Responsável por articular os pedidos da UFPel com Brasília, a deputada estadual Laura Sito reafirmou que os projetos garantem à universidade o destaque como referência na aplicação de ações afirmativas. “Sei a diferença que faz nós termos uma universidade que, não só acolha, mas que permita ser permeada pela diversidade, e isso vai desde os espaços físicos, até a produção do conhecimento”, destaca a deputada.

Ubunteca Lélia Gonzales

Uma brinquedoteca inspirada na filosofia Ubuntu, que representa o fortalecimento de um espaço pedagógico e cultural voltado ao resgate e valorização de identidades das culturas afro-indígenas brasileiras.
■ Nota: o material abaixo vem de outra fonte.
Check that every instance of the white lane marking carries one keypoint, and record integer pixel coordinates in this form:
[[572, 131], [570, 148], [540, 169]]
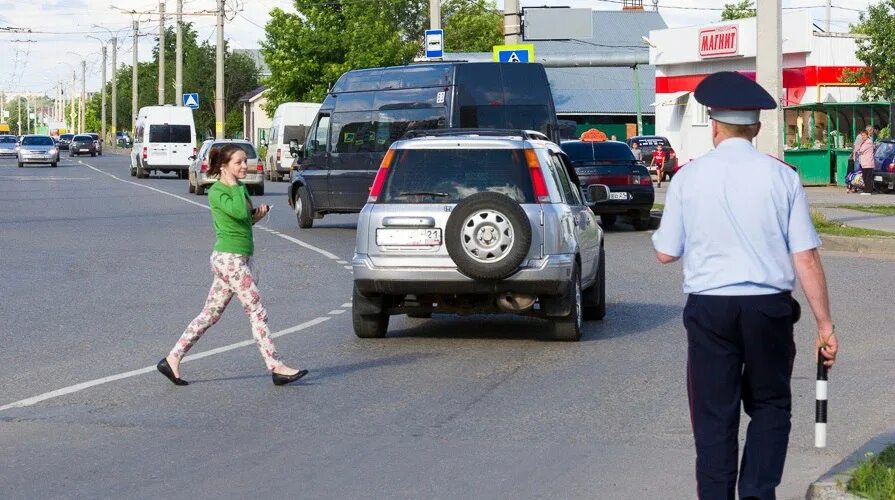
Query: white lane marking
[[283, 236], [133, 373]]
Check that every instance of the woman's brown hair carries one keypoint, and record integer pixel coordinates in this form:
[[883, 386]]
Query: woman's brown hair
[[218, 156]]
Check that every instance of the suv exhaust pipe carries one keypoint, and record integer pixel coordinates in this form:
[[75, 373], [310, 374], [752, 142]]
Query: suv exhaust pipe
[[515, 302]]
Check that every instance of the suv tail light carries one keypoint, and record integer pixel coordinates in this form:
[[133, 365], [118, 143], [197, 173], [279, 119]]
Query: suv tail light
[[379, 181], [537, 177]]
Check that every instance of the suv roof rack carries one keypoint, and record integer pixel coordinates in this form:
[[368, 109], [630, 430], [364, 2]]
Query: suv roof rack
[[532, 135]]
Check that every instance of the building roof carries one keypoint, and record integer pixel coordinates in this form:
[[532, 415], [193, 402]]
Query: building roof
[[253, 95], [606, 91], [256, 56]]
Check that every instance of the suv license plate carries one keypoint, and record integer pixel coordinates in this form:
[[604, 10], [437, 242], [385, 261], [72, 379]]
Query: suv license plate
[[408, 237]]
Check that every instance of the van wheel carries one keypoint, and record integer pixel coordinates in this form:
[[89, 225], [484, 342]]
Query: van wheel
[[304, 213], [367, 326], [594, 298], [568, 328], [488, 236]]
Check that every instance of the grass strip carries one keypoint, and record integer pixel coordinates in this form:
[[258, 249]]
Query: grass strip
[[871, 209], [826, 226], [875, 476]]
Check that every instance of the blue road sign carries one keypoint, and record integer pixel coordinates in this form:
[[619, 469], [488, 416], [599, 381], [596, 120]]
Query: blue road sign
[[191, 100], [434, 44]]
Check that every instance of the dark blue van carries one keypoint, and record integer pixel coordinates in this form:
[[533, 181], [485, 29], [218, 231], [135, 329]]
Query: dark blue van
[[368, 109]]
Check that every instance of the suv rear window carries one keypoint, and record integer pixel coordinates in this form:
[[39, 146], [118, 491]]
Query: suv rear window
[[450, 175], [591, 152], [179, 134]]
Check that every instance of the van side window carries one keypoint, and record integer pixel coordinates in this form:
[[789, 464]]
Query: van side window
[[318, 139], [353, 132]]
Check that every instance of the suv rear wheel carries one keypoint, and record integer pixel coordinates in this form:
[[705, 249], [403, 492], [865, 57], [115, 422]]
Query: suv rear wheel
[[568, 328], [488, 236]]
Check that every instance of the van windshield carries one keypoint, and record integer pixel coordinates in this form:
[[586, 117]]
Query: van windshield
[[450, 175], [179, 134]]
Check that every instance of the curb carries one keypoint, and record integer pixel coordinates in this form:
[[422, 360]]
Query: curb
[[877, 246], [831, 485]]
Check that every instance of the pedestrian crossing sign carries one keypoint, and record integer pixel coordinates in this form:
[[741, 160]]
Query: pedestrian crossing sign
[[191, 100], [514, 53]]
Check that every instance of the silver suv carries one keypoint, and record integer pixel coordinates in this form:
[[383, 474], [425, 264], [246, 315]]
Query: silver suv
[[478, 221]]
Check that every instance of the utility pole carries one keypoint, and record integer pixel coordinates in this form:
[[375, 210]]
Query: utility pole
[[829, 6], [769, 73], [512, 22], [102, 120], [161, 53], [435, 14], [115, 89], [219, 78], [82, 122], [178, 63], [134, 80]]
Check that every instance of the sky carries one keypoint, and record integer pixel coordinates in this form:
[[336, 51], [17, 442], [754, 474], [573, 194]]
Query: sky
[[38, 62]]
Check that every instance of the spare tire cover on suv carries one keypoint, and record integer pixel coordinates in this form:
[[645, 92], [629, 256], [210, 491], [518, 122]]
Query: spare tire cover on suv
[[488, 236]]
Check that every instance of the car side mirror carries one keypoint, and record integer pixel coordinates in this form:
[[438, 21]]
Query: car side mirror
[[598, 192]]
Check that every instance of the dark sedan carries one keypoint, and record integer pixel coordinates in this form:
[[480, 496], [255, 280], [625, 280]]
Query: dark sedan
[[612, 163], [82, 144], [64, 141]]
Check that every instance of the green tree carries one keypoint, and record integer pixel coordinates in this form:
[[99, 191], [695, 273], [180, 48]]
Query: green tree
[[240, 76], [740, 10], [308, 51], [875, 50]]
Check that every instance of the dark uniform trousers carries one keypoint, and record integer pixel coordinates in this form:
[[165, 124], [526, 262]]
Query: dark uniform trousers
[[740, 348]]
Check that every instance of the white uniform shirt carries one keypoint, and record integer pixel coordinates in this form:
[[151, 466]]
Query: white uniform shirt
[[735, 215]]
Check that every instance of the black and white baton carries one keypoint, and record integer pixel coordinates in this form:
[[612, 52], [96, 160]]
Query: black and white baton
[[820, 404]]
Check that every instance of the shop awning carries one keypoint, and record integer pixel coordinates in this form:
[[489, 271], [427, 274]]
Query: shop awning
[[670, 99]]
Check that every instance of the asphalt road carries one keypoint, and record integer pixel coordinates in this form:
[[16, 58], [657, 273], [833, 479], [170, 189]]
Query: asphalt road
[[101, 274]]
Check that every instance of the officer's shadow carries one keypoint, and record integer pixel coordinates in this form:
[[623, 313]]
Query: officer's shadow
[[633, 318]]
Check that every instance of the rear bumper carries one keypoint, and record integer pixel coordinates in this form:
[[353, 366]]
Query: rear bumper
[[549, 276]]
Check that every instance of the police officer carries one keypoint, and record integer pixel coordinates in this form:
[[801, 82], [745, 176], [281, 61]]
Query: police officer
[[740, 221]]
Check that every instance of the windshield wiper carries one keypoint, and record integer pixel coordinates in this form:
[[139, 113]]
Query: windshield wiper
[[425, 193]]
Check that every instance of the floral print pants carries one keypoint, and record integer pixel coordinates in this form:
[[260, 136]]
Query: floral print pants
[[232, 275]]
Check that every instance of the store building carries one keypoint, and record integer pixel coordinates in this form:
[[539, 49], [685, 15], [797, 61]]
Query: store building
[[823, 111]]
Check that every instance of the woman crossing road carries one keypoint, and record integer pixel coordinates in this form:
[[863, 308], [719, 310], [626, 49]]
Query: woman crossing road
[[233, 217]]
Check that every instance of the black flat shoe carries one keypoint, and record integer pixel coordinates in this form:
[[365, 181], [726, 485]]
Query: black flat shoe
[[287, 379], [165, 369]]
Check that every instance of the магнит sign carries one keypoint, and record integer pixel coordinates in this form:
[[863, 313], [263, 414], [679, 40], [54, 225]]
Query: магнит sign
[[718, 41]]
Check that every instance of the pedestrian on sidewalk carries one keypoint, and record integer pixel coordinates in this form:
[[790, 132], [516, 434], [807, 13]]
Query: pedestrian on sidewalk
[[743, 240], [233, 216], [865, 158]]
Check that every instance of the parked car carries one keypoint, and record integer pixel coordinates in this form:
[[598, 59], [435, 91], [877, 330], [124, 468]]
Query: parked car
[[165, 139], [82, 144], [368, 109], [199, 181], [64, 141], [38, 149], [473, 222], [612, 163], [884, 168], [97, 140], [648, 144], [290, 123], [9, 145]]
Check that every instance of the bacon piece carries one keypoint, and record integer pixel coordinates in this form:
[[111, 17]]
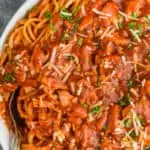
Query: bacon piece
[[79, 111], [119, 40], [102, 121], [86, 22], [65, 98], [111, 9], [85, 53], [37, 58], [113, 118], [147, 88], [89, 136], [143, 108], [133, 6], [52, 83]]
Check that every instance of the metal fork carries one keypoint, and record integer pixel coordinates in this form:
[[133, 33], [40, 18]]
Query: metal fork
[[16, 142]]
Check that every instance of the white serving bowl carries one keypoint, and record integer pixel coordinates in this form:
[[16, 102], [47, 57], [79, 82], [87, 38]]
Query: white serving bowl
[[5, 137]]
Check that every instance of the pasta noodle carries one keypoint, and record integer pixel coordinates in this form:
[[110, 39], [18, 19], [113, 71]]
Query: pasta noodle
[[82, 69]]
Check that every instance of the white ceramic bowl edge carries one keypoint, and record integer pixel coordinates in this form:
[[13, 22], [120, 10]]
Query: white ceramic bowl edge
[[5, 137]]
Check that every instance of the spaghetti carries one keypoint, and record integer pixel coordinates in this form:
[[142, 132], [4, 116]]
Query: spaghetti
[[83, 68]]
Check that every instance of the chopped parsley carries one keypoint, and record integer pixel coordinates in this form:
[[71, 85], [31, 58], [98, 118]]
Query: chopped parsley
[[98, 83], [147, 147], [52, 27], [140, 29], [133, 134], [65, 36], [80, 41], [69, 57], [97, 148], [127, 123], [134, 15], [140, 119], [130, 46], [65, 14], [75, 11], [148, 56], [75, 28], [48, 15], [95, 110], [84, 105], [125, 101], [120, 25], [132, 25], [130, 84], [9, 77], [147, 19], [105, 127]]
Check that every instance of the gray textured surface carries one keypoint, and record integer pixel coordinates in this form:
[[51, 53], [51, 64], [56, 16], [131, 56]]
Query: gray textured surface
[[7, 9]]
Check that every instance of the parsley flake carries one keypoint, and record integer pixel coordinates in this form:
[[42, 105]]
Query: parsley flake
[[9, 77]]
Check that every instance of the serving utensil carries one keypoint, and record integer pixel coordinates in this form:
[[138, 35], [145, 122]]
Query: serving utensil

Sob o nome de “Ubunteca Lélia Gonzales”, o espaço é, de acordo com a UFPel, uma iniciativa estratégica de combate ao racismo institucional e de promoção do letramento racial a começar da infância, ampliando a formação cidadã e comunitária no ambiente universitário. A sala irá oportunizar aos bolsistas um treinamento e experimentação do combate ao racismo através de atividades práticas.

Josy Anacleto, pró-reitora de assuntos estudantis da UFPel, entregou em mãos ao secretário nacional do MIR e para a deputada Laura Sito, os projetos para auxílio na compra de livros e materiais que possibilitem a ampliação dos projetos de letramento racial.

A pró-reitora destacou o programa de letramento racial que é executado pela universidade e direcionado aos funcionários. Desta forma, todos os servidores da PRAE têm uma hora semanal de estudos para combate ao racismo. “A Prae é uma pró-reitoria antirracista, que tem essa preocupação com a permanência, mas com um olhar sobre a equidade. Os projetos são voltados para todos os estudantes e temos o retorno dele de que, hoje, se sentem bem acolhidos”, diz Josy.

Sala de Amamentação Prof. Lúcia Maria Vaz Peres

Vinculada à Política de Mães da UFPel, a sala de amamentação constitui uma ação concreta de apoio à maternidade, ao direito à amamentação e à conciliação entre a vida acadêmica, profissional e familiar. Segundo a universidade, sua criação responde a uma demanda histórica de mães estudantes, garantindo condições adequadas de cuidado, acolhimento e saúde. “Desta forma, buscamos uma conexão entre a nossa Política de mães da UFPel e a Nota Técnica Conjunta nº 01/2010 da Anvisa e Ministério da Saúde, que orienta a criação de salas de apoio à amamentação em setores públicos, incentivando o cuidado com as mães e lactantes da universidade”, afirma em nota.

O projeto também contempla as diretrizes do Plano Nacional de Assistência Estudantil (PNAES).